Tim Peters tim.one@comcast.net
Sat, 21 Sep 2002 23:28:13 -0400


[Guido]
> Yesterday I said I didn't think there was much use for a gray area in
> the scoring range, where messages scoring somewhere in the middle
> would have to be manually inspected.  I think I'm going to revert that
> opinion, at least with the Gary Robinson formula.

That's mostly because it *has* a "middle ground" == a relatively small range
where a significant number of false negatives and false positives actually
live.  This wasn't true of the #s produced by the Graham combination
scheme -- numbers coming out of that were almost always very near 0 or very
near 1.  In contrast, Gary's combination scheme almost never produces
numbers near the endpoints.

> It would be handy to have this if you're trying to tweak the cutoff.
> You don't want the cutoff too low, or it'll give you too many false
> negatives.  But even stronger you don't want it too high, or it'll
> give too many false positives.

You've got those backwards, but I know what you mean <wnk>.

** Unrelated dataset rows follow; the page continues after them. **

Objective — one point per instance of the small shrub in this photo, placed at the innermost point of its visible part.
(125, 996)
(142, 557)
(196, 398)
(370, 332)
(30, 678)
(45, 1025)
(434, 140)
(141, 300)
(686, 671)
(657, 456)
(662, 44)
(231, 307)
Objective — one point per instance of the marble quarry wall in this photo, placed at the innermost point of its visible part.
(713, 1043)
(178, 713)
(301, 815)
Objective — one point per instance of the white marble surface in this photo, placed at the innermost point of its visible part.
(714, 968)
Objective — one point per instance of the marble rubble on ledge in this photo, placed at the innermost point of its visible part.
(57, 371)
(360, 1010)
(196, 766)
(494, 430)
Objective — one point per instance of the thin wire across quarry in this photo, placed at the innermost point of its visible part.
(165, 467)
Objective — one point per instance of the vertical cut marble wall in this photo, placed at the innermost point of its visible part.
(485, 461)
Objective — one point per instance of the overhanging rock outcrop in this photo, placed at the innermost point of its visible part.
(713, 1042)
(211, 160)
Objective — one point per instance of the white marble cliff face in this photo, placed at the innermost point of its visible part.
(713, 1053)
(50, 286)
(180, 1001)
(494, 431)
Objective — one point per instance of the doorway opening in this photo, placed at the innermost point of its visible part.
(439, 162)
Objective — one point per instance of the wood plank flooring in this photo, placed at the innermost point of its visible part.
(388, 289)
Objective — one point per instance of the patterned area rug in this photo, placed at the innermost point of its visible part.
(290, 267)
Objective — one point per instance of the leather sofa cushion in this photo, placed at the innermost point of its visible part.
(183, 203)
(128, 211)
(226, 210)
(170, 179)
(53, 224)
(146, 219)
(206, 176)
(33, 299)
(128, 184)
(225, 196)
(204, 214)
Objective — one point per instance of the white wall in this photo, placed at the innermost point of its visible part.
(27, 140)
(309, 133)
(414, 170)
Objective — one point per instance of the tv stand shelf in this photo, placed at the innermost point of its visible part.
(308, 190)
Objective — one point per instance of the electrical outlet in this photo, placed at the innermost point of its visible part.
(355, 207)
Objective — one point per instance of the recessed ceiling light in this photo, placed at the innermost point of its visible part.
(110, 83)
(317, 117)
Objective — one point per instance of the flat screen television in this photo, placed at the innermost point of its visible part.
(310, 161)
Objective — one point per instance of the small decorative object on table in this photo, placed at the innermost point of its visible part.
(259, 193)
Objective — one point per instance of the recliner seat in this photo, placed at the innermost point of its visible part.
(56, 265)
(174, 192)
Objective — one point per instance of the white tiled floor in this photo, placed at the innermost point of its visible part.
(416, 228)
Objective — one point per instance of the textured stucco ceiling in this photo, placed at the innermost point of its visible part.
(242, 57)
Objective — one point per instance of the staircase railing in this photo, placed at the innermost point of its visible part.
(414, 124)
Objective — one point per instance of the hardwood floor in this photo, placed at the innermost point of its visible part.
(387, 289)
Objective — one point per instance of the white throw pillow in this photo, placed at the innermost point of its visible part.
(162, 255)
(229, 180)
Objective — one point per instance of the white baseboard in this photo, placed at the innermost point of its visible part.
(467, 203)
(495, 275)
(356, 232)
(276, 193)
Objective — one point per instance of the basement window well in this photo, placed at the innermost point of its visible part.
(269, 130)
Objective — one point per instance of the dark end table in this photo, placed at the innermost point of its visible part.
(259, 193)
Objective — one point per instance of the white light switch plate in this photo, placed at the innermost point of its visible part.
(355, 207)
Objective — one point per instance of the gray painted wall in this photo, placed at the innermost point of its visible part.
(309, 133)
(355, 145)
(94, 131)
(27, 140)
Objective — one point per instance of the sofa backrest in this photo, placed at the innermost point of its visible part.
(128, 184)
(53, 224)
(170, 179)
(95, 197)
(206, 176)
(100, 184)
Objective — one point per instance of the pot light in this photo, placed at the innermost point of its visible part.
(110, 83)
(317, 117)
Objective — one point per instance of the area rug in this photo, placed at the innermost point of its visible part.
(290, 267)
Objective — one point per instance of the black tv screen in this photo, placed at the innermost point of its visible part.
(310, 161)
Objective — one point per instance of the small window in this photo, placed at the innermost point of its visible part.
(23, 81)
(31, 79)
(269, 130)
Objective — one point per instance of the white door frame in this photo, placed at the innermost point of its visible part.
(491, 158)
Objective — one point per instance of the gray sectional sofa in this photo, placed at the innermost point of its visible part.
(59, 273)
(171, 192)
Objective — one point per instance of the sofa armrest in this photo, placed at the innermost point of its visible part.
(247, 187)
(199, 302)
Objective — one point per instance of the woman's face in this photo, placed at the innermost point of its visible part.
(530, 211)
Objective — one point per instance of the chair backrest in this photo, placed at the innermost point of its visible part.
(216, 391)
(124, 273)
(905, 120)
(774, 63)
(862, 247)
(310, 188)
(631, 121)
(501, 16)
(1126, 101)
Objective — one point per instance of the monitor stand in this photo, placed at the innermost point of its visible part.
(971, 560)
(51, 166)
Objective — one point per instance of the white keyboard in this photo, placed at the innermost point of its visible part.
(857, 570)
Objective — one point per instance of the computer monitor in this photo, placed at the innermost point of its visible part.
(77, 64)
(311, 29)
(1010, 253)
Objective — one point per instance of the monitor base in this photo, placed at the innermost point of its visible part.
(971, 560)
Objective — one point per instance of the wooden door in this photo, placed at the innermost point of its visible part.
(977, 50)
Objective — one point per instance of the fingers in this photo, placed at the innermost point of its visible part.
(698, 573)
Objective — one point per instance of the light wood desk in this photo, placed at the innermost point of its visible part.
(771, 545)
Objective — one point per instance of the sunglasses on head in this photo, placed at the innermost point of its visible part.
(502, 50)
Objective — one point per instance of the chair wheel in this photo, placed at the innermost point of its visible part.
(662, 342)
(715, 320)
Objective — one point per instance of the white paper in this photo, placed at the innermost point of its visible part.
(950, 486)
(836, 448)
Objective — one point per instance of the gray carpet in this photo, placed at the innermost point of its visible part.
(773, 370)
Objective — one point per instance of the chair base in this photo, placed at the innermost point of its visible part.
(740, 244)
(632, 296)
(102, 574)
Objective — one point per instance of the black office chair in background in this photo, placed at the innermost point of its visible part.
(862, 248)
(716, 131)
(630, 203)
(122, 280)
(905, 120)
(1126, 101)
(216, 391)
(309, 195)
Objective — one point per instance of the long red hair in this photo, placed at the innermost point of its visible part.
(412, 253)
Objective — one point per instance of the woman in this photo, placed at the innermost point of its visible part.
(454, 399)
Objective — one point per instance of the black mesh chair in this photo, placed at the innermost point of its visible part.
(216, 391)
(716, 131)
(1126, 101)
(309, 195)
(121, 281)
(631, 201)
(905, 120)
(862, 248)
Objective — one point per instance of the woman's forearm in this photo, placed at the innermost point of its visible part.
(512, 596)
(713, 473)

> Specifying a gray area gives you a useful tool to see if you have
> set your cutoff right.

The practical difficulty here is that the gray area we're observing is very
narrow:  the difference between setting the cutoff at 0.5 or 0.575 in my
large test was the difference between seeming disaster and "does just as
well as our Graham-like scheme".  Move it to 0.60, and it heads back to
disasterland again.  It's great to have the knob, but it's sensitive, and so
far we've no idea how to choose it short of trial and error (it's easy to
choose if you've got the score histograms to stare at, but end users won't).